The Park is a film based on visual and sound fragments gathered from a park in Bethnal Green. One of the inspirations for the installation comes from Italo Calvino's novel Mr Palomar. As in the novel, the direction of the focus of attention is non-hierarchic creating an impression of objective passivity – as if everything is seen through a lens. The movement of an ant and the flight of an aeroplane are afforded equal narrative status. In this way the subject matter becomes potentially infinite: the park continues endlessly to yield for the seemingly impartial view of the narrator.
Despite this impartiality particular narratives seem to assert themselves from the chaos of meanings: the influence of the local Bangladeshi community, their post-war immigration as well as that of Jewish population (once estimated at 20,000 in the London East End) continually echoes. The interpenetration of the present with the time of war is given voice through 'signs' still existent in the park. The park carries its history.

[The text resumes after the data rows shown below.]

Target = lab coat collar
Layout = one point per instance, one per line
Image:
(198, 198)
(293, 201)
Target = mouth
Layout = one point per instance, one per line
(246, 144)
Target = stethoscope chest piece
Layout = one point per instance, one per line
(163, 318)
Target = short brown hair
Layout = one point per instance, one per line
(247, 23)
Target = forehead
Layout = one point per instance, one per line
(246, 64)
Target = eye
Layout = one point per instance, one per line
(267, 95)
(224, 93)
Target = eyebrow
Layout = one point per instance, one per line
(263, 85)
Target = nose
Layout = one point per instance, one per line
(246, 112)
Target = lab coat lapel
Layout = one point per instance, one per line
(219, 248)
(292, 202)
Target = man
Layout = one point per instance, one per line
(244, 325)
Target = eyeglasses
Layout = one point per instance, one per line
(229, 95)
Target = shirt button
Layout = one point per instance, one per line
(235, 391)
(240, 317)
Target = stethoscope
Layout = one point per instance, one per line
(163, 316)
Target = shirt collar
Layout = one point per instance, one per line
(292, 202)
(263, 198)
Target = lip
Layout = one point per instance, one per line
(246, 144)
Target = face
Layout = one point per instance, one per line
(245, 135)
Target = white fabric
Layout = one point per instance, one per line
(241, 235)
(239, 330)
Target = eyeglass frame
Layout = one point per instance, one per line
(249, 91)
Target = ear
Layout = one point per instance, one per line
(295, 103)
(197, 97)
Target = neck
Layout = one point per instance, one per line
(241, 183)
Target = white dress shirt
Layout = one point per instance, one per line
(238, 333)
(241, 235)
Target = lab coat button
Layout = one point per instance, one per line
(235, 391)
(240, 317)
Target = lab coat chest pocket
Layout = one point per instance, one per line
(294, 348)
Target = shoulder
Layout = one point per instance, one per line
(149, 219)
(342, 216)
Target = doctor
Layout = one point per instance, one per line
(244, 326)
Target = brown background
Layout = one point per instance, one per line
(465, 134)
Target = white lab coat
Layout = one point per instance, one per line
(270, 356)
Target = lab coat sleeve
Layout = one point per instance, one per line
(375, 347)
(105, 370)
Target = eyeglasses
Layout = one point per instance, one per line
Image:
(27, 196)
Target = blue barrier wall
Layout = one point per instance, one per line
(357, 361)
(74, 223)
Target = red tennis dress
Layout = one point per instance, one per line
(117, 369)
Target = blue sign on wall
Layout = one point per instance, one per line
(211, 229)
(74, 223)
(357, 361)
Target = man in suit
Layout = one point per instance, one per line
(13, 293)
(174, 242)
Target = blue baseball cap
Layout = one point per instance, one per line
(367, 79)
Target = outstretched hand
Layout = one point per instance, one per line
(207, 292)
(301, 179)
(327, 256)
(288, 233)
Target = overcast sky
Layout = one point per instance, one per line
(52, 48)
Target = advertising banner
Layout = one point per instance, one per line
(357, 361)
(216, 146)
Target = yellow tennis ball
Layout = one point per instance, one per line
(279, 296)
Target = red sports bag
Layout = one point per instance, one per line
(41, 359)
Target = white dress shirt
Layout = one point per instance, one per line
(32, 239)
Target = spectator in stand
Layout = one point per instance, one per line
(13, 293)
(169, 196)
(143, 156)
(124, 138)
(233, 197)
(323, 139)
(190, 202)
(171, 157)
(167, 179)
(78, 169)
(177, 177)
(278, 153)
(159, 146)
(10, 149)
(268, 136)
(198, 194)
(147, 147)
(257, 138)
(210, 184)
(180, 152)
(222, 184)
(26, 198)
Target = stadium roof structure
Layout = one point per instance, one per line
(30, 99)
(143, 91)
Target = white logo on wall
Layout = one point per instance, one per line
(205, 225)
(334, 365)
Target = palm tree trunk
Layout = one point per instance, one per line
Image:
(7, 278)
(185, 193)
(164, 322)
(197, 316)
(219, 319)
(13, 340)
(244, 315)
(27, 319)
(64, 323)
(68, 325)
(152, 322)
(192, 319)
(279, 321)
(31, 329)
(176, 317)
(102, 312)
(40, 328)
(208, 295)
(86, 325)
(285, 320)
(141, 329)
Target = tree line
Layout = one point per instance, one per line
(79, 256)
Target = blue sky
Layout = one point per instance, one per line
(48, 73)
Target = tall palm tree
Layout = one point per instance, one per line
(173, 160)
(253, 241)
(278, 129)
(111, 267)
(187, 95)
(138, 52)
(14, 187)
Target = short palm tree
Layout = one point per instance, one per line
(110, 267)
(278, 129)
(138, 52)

However, perhaps the 'impartiality' of the narrator is not so total: through the dialogue with the park is he being drawn into an approach with his own distanced heritage as the child of a Polish Jew? The semblance of dispassionate 'distance'- both through the idea of the 'objective' narrator and the idea of boundary inherent in the park -enables a powerful engagement with the park.
Depth of meaning overflows from the false 'objective' flattening of significance (and history): the human being is on the other side of the lens and history continually gathers meaning into itself. The park is like a seashell: it carries the echoes.
Sound sampling and expressive visual editing combine to create a deeply poetic and powerful installation that explores identity, place and time.